Dla mnue takie cos nie ma sensu...albo mam dzieci i poswiecam ich te dwa lata,przygotowujac do zycia,dajac uwage,uczac itp i skupiam sie na dzieciach,potem dopiero na pracy.To o czym ty piszesz to taki model...cale zycie wyscig szczurow i na dokladke dziecko.
Serio,nie moglabym tak.
Ja się zasiedziałam 3.5 roku z Marcelina 😂😂😂 I zaraz posiedzę sobie w domu z Wiktoria .Najwspanialszy czas u moim życiu.
 
Ja poczatkowo mialam nawet co tydzien pozniej co dwa tygodnie po polowkowych co miesiac i od nie dawna znowy co dwa tygodnie ;)
Początkowo tak Co tydzień.
Potem od 8 tc co 2 tyg .
1 w miesiącu państwowo i 1 w miesiącu prywatnie ( U lekarza od przedwczesnych porodów) .
Teraz w środę mam polowkowe państwowo i mają mnie wpisać na ciążę wysokiego ryzyka ( przez poród przedwczesny ) I państwowo będę miała Usg co 2 tyg + gdzieś wcisne tego prywatnie 😁
 
reklama
Jestem umysł matematyczny i ta niewiedza jest wkur****. Przypuszczam jednak, że za kilka/ kilkanaście lat będą nowe badania, metody i problem jak mój będzie wtedy rozwiązywalny.
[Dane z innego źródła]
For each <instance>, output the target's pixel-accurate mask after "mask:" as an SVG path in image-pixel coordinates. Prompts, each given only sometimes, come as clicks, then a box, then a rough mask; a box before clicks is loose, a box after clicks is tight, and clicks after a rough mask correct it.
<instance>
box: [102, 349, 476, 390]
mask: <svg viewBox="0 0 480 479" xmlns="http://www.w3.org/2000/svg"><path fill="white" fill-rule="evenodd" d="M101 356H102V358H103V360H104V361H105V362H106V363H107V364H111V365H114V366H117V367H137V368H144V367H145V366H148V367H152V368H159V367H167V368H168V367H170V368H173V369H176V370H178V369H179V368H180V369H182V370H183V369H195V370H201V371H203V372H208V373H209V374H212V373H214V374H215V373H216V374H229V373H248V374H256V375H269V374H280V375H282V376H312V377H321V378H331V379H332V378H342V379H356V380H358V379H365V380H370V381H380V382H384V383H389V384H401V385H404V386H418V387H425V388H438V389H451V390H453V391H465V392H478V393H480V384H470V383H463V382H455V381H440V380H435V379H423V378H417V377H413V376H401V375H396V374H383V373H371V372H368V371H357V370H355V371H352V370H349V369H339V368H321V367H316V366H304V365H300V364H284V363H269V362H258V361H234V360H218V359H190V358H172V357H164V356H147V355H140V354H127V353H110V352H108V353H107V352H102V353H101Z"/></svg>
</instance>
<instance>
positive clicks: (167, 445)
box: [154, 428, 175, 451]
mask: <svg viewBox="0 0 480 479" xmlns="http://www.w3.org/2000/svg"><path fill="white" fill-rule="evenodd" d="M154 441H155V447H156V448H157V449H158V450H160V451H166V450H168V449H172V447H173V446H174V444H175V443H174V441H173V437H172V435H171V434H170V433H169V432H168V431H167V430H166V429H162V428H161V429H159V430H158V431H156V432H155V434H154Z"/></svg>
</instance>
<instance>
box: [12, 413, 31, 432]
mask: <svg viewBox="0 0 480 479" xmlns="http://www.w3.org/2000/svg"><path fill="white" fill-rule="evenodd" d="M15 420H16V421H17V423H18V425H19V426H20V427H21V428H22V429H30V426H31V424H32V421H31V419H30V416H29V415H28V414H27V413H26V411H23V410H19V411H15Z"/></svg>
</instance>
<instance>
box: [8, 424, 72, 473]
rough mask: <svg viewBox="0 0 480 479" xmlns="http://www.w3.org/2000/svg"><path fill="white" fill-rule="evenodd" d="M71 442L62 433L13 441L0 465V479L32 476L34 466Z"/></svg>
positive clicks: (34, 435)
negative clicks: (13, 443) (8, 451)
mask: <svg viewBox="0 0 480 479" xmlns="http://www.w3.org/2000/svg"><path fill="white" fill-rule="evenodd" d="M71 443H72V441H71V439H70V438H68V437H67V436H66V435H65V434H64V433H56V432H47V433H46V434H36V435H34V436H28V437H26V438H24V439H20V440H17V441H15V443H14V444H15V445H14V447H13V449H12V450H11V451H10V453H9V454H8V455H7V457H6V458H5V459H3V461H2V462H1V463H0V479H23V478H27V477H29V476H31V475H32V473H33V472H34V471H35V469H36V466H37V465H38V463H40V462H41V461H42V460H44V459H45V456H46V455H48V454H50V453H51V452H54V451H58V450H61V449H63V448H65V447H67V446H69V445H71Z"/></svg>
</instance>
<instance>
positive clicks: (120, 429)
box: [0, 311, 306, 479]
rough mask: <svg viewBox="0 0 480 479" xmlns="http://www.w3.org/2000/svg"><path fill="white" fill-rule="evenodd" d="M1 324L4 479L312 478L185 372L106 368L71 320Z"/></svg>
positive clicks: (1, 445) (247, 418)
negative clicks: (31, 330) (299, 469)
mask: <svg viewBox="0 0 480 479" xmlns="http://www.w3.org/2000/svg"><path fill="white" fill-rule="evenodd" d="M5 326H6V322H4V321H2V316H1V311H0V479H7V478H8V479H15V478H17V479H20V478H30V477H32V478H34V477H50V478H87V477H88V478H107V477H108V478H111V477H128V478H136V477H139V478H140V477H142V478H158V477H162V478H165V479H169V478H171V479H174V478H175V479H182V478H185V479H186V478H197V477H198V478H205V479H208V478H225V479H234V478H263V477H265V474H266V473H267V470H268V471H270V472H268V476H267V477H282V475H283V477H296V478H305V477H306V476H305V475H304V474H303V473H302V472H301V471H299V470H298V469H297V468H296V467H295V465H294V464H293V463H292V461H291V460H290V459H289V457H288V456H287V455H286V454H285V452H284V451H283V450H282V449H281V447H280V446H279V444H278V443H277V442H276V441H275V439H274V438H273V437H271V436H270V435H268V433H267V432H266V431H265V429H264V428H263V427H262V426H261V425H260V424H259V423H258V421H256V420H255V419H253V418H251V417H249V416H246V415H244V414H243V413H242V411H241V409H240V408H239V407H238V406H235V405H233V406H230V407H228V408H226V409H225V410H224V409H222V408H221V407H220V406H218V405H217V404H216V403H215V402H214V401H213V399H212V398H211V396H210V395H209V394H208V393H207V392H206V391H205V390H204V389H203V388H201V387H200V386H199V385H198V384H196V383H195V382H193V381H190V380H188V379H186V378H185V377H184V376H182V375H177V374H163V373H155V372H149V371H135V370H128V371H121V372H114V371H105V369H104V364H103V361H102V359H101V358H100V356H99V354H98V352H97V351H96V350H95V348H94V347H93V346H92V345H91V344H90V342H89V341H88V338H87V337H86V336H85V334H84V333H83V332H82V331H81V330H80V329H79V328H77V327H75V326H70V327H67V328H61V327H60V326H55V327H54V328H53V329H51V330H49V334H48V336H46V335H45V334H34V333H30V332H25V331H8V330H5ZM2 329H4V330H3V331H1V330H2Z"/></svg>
Tylko dla mnie będzie to już bez znaczenia.
Ja tez jestem umysł matematyczny :-) i wkurza mnie, ze nie znam odpowiedzi. Albo, że statystyka nie jest po mojej stronie. 7 lat temu myslalam, ze nie będę miała dzieci w ogóle, że mój mąż miał racje z adopcją. A ja „głupia” się pcham w to goowno. Gdy myslalam o drugim dziecku i się nie udawało myslalam, ze miałam farta i to się więcej nie powtórzy. Minęło w sumie 7 lat od pierwszego pojawienia się w klinice, mam 37l i jak dobrze pójdzie będzie trójka dzieci a miało nie być, ani jednego. Nie wiesz jak będzie jaka będzie ta kolejna procedura :-) trzymam kciuki oby coś zaskoczyło.